Abstract Background Breast cancer (BC) is the leading malignancy among women worldwide. Aim This work aimed to present a comprehensively bioinformatic analysis of gene expression profiles and to identify the hub genes during BC tumorigenesis, providing potential biomarkers and targets for the diagnosis and therapy of BC. Materials & Methods In this study, multiple public databases, bioinformatics approaches, and online analytical tools were employed and the real‐time reverse transcription polymerase chain reaction was implemented. Results First, we identified 10, 107, and 3869 differentially expressed genes (DEGs) from three gene expression datasets (GSE9574, GSE15852, and GSE42568, covering normal, para‐cancerous, and BC samples, respectively), and investigated different biological functions and pathways involved.

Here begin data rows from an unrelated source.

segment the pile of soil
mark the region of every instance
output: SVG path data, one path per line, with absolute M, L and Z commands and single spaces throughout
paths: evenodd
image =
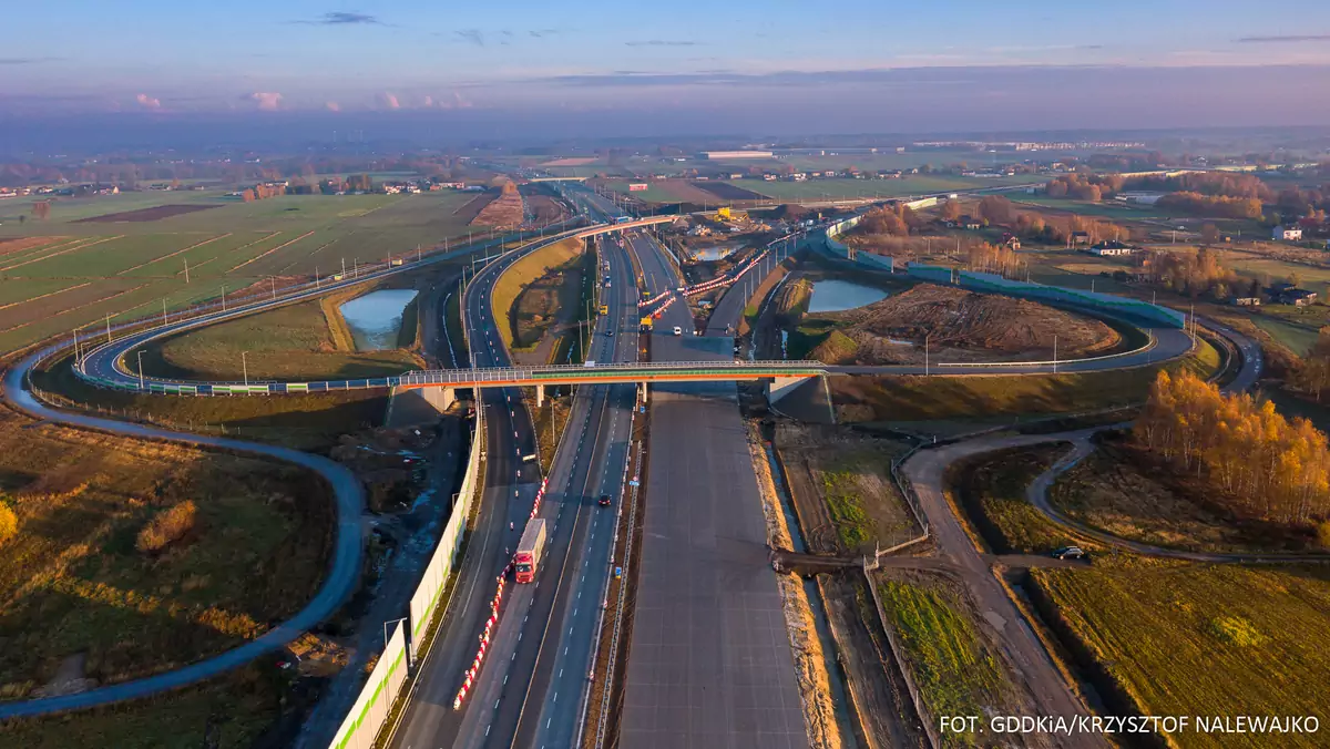
M 813 351 L 829 363 L 923 363 L 926 335 L 934 362 L 1047 359 L 1055 337 L 1057 357 L 1067 359 L 1108 354 L 1123 343 L 1093 318 L 931 283 L 818 317 L 835 323 L 835 333 Z

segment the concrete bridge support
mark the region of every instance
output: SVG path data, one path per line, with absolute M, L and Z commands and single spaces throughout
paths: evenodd
M 766 399 L 769 403 L 777 403 L 807 380 L 806 376 L 771 378 L 771 383 L 766 386 Z
M 426 403 L 435 407 L 436 411 L 443 414 L 452 406 L 458 396 L 451 387 L 422 387 L 419 388 L 420 395 L 424 398 Z

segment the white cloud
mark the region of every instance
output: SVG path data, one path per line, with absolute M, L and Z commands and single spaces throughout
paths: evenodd
M 274 112 L 282 104 L 282 94 L 275 92 L 262 92 L 257 90 L 249 94 L 249 98 L 258 104 L 258 108 L 265 112 Z

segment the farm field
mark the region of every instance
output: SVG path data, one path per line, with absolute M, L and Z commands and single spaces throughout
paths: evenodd
M 875 198 L 919 196 L 927 193 L 944 193 L 948 190 L 979 190 L 984 188 L 1003 188 L 1008 185 L 1027 185 L 1040 182 L 1043 178 L 1033 176 L 1003 177 L 994 180 L 978 180 L 967 177 L 906 177 L 902 180 L 810 180 L 807 182 L 766 182 L 762 180 L 735 180 L 741 188 L 751 189 L 775 200 L 837 200 L 837 198 Z
M 343 261 L 351 267 L 479 235 L 456 213 L 472 197 L 281 196 L 245 204 L 214 190 L 59 201 L 47 221 L 0 226 L 0 353 L 105 325 L 106 315 L 114 323 L 160 313 L 164 299 L 173 313 L 223 287 L 234 295 L 269 277 L 326 277 Z M 157 221 L 82 221 L 185 204 L 219 208 Z M 11 206 L 5 201 L 0 212 Z M 7 253 L 11 238 L 16 249 Z
M 310 599 L 334 523 L 298 468 L 9 410 L 0 494 L 19 519 L 0 545 L 0 698 L 59 671 L 110 684 L 255 637 Z

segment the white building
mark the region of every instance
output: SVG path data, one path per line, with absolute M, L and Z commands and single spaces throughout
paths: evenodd
M 769 150 L 704 150 L 702 158 L 717 161 L 725 158 L 773 158 Z M 680 161 L 684 161 L 682 158 Z

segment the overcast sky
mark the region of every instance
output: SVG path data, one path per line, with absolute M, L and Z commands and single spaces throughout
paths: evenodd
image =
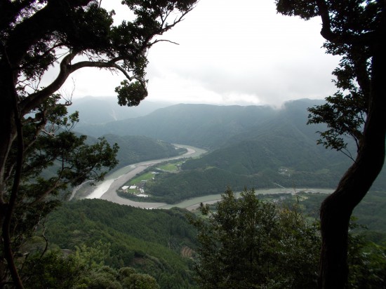
M 117 20 L 120 0 L 105 0 Z M 108 5 L 108 6 L 107 6 Z M 276 13 L 274 0 L 201 0 L 148 55 L 152 101 L 217 105 L 273 105 L 322 99 L 335 92 L 339 59 L 321 48 L 320 20 Z M 81 69 L 74 97 L 114 96 L 121 75 Z M 71 90 L 72 80 L 65 90 Z

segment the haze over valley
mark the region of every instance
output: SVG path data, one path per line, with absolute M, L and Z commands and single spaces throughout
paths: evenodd
M 109 99 L 103 101 L 107 104 Z M 140 116 L 132 117 L 136 108 L 131 107 L 127 119 L 121 112 L 122 119 L 102 123 L 97 120 L 91 123 L 92 118 L 81 121 L 87 109 L 94 111 L 92 98 L 84 100 L 81 105 L 75 102 L 72 109 L 79 111 L 81 121 L 76 130 L 95 137 L 104 136 L 110 143 L 119 144 L 118 168 L 182 154 L 168 144 L 172 143 L 207 150 L 203 156 L 182 163 L 177 173 L 158 172 L 146 183 L 146 201 L 173 204 L 221 194 L 227 185 L 235 191 L 245 187 L 285 191 L 334 188 L 352 161 L 342 152 L 317 145 L 317 131 L 325 127 L 306 124 L 307 108 L 322 102 L 294 100 L 278 109 L 269 106 L 165 106 L 144 102 L 138 107 Z M 95 119 L 103 119 L 101 116 L 109 114 L 112 107 L 123 112 L 118 105 L 106 104 L 99 107 Z M 355 154 L 354 146 L 349 146 L 349 149 Z M 373 189 L 382 189 L 385 184 L 382 173 Z

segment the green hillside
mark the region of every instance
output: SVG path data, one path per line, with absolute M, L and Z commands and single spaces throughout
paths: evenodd
M 317 131 L 326 128 L 306 124 L 307 108 L 320 103 L 300 100 L 286 102 L 280 109 L 178 105 L 145 116 L 89 127 L 88 132 L 95 129 L 98 133 L 138 134 L 210 148 L 201 158 L 185 162 L 178 173 L 161 172 L 148 182 L 149 201 L 175 203 L 221 193 L 227 185 L 235 190 L 246 186 L 333 188 L 352 161 L 341 152 L 317 144 Z M 126 137 L 114 137 L 122 141 Z M 127 149 L 119 156 L 123 159 L 131 152 L 130 144 L 121 143 L 121 149 Z M 349 143 L 348 148 L 354 156 L 356 147 Z M 372 189 L 385 187 L 383 171 Z
M 108 244 L 104 264 L 133 267 L 154 277 L 162 288 L 194 288 L 189 257 L 197 233 L 186 220 L 187 213 L 98 199 L 69 202 L 50 214 L 46 236 L 53 246 L 71 250 Z

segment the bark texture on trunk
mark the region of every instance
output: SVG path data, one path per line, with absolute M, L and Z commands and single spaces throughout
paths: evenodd
M 347 280 L 347 236 L 352 210 L 361 201 L 383 166 L 386 137 L 386 51 L 375 48 L 371 63 L 368 114 L 355 162 L 333 194 L 321 206 L 322 248 L 319 288 L 344 288 Z

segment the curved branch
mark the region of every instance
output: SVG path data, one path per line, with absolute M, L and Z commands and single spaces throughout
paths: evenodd
M 339 34 L 331 30 L 331 22 L 328 7 L 325 0 L 317 0 L 322 28 L 321 35 L 327 41 L 338 44 L 365 44 L 369 45 L 377 39 L 375 32 L 363 33 L 360 35 Z

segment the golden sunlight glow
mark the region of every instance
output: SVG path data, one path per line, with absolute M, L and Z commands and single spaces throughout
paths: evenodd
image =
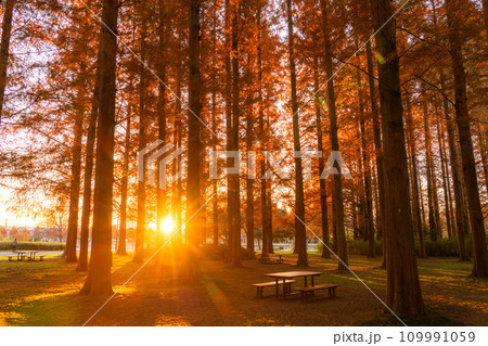
M 172 217 L 168 215 L 163 222 L 160 223 L 160 229 L 164 233 L 171 233 L 175 230 L 175 222 L 172 221 Z

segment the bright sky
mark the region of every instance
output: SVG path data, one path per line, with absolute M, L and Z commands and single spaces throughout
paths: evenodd
M 25 226 L 36 227 L 36 220 L 31 218 L 18 217 L 8 212 L 7 201 L 11 198 L 9 189 L 0 187 L 0 226 Z

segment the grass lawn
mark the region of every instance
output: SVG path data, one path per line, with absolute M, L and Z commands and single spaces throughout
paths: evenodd
M 153 260 L 154 261 L 154 260 Z M 338 283 L 336 297 L 322 293 L 303 303 L 299 297 L 257 298 L 252 283 L 269 281 L 265 273 L 296 270 L 296 257 L 285 265 L 246 260 L 243 268 L 202 261 L 202 280 L 178 281 L 177 266 L 147 264 L 88 323 L 89 325 L 368 325 L 398 324 L 383 305 L 336 261 L 310 255 L 310 267 L 325 272 L 316 283 Z M 169 262 L 165 260 L 165 262 Z M 381 259 L 350 256 L 351 269 L 380 297 L 385 295 Z M 140 267 L 131 256 L 115 256 L 112 283 L 117 291 Z M 472 264 L 455 258 L 419 259 L 422 291 L 429 313 L 408 324 L 488 325 L 488 281 L 470 278 Z M 0 261 L 0 325 L 82 325 L 105 302 L 78 295 L 85 273 L 59 258 L 44 261 Z M 301 268 L 304 269 L 304 268 Z M 299 279 L 295 285 L 303 285 Z M 268 291 L 267 291 L 268 290 Z

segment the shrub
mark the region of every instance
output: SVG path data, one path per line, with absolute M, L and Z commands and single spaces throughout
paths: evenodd
M 361 255 L 368 256 L 368 242 L 359 239 L 349 239 L 347 240 L 347 253 L 351 255 Z M 383 255 L 383 240 L 375 241 L 374 249 L 376 256 Z
M 471 242 L 471 238 L 466 236 L 464 242 L 467 245 L 467 254 L 470 257 L 473 255 L 473 245 Z M 436 241 L 431 240 L 429 238 L 425 238 L 425 253 L 427 256 L 432 257 L 458 257 L 459 256 L 459 246 L 458 246 L 458 238 L 453 236 L 437 239 Z M 418 248 L 418 244 L 415 244 L 415 249 Z
M 229 246 L 227 246 L 227 245 L 215 246 L 211 244 L 205 244 L 205 245 L 201 246 L 201 251 L 202 251 L 202 257 L 204 259 L 223 260 L 223 259 L 226 259 L 226 255 L 229 251 Z M 255 259 L 256 255 L 253 251 L 241 247 L 241 258 L 243 260 Z
M 46 243 L 46 242 L 18 242 L 16 249 L 31 251 L 64 251 L 64 243 Z M 0 242 L 0 251 L 11 251 L 12 242 Z
M 473 244 L 471 236 L 466 236 L 465 243 L 467 246 L 467 254 L 473 256 Z M 428 257 L 459 257 L 458 238 L 441 238 L 435 241 L 431 240 L 428 235 L 424 239 L 425 253 Z M 321 245 L 321 244 L 320 244 Z M 375 242 L 376 256 L 383 255 L 383 240 Z M 320 251 L 321 246 L 318 246 Z M 352 255 L 368 255 L 368 242 L 362 240 L 347 240 L 347 252 Z M 419 241 L 415 234 L 415 253 L 419 254 Z

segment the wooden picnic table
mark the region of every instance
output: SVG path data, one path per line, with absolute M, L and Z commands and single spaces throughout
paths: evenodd
M 305 286 L 307 287 L 307 278 L 310 277 L 311 280 L 311 285 L 313 286 L 313 279 L 316 277 L 320 277 L 321 274 L 323 274 L 323 272 L 321 271 L 284 271 L 284 272 L 272 272 L 272 273 L 267 273 L 266 275 L 268 278 L 274 278 L 274 280 L 277 281 L 277 298 L 280 296 L 280 292 L 279 292 L 279 281 L 283 280 L 283 298 L 286 298 L 286 294 L 291 294 L 286 292 L 286 284 L 285 281 L 290 280 L 290 279 L 295 279 L 295 278 L 304 278 L 305 281 Z
M 28 258 L 30 260 L 36 259 L 36 254 L 39 253 L 38 251 L 16 251 L 15 254 L 17 255 L 17 260 L 23 260 L 24 257 L 26 257 L 25 254 L 29 254 Z
M 30 260 L 36 260 L 36 254 L 39 253 L 38 251 L 28 251 Z
M 16 251 L 16 252 L 14 252 L 14 253 L 17 254 L 17 261 L 21 260 L 21 258 L 24 258 L 25 252 L 23 252 L 23 251 Z

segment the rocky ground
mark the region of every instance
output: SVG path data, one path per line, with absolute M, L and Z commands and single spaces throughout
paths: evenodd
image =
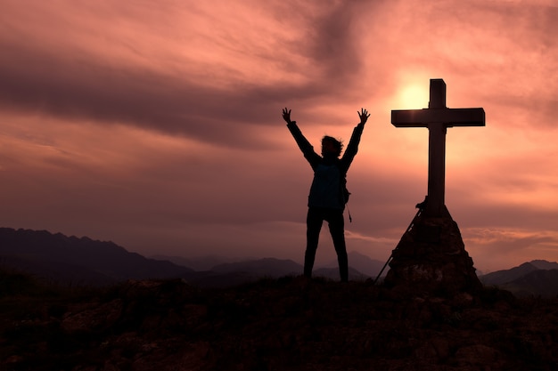
M 556 370 L 556 299 L 287 277 L 103 289 L 0 277 L 0 370 Z

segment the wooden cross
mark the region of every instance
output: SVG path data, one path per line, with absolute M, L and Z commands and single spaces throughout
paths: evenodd
M 428 198 L 423 215 L 441 216 L 445 209 L 446 132 L 453 126 L 484 126 L 483 109 L 446 107 L 446 83 L 431 79 L 428 109 L 391 111 L 396 127 L 428 127 Z

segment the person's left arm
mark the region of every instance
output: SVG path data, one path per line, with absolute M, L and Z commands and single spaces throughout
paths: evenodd
M 353 162 L 353 158 L 355 158 L 357 152 L 358 152 L 360 138 L 363 131 L 365 130 L 365 125 L 366 124 L 368 117 L 370 117 L 370 114 L 365 109 L 361 109 L 360 112 L 357 111 L 357 113 L 358 113 L 360 122 L 357 125 L 355 129 L 353 129 L 350 141 L 349 141 L 345 153 L 343 153 L 343 157 L 341 160 L 345 171 L 349 170 L 349 166 L 350 166 L 350 164 Z

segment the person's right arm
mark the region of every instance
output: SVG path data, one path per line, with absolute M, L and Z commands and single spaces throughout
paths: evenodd
M 304 154 L 304 157 L 310 161 L 310 165 L 312 165 L 312 161 L 316 157 L 319 157 L 319 155 L 314 151 L 314 147 L 312 147 L 310 142 L 302 134 L 302 132 L 297 125 L 297 122 L 291 121 L 291 109 L 286 108 L 283 109 L 283 118 L 287 122 L 287 128 L 289 128 L 289 131 Z

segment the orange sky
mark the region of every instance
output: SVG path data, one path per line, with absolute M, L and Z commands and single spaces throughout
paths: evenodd
M 551 1 L 0 3 L 0 226 L 301 262 L 312 173 L 281 109 L 317 147 L 364 107 L 348 249 L 385 261 L 427 185 L 428 131 L 390 111 L 443 78 L 448 107 L 487 116 L 447 131 L 446 205 L 475 266 L 558 260 Z

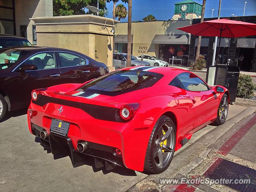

Then, we screened out 8, 16, and 29 module genes from these DEGs, respectively. Next, 10 candidate genes were determined through expression and survival analyses. We noted that seven candidate genes JUN, FOS, FOSB, EGR1, ZFP36, CFD, and PPARG were downregulated in BC compared to normal tissues and lower expressed in aggressive types of BC (basal, HER2+, and luminal B), TP53 mutation group, younger patients, higher stage BC, and lymph node metastasis BC, while CD27, PSMB9, and SELL were upregulated. The present study discovered that the expression levels of these candidate genes were correlated with the infiltration of immune cells (CD8+ T cell, macrophage, natural killer [NK] cell, and cancer‐associated fibroblast) in BC, as well as biomarkers of immune cells and immune checkpoints. We also revealed that promoter methylation, amplification, and deep deletion might contribute to the abnormal expressions of candidate genes. Moreover, we illustrated downstream‐targeted genes of JUN, FOS, FOSB, EGR1, and ZFP36 and demonstrated that these targeted genes were involved in “positive regulation of cell death”, “pathways in cancer”, “PI3K‐Akt signaling pathway”, and so on. Discussion & Conclusion We presented differential gene expression profiles among normal, para‐cancerous, and BC tissues and further identified candidate genes that might contribute to tumorigenesis and progression of BC, as potential diagnostic and prognostic targets for BC patients.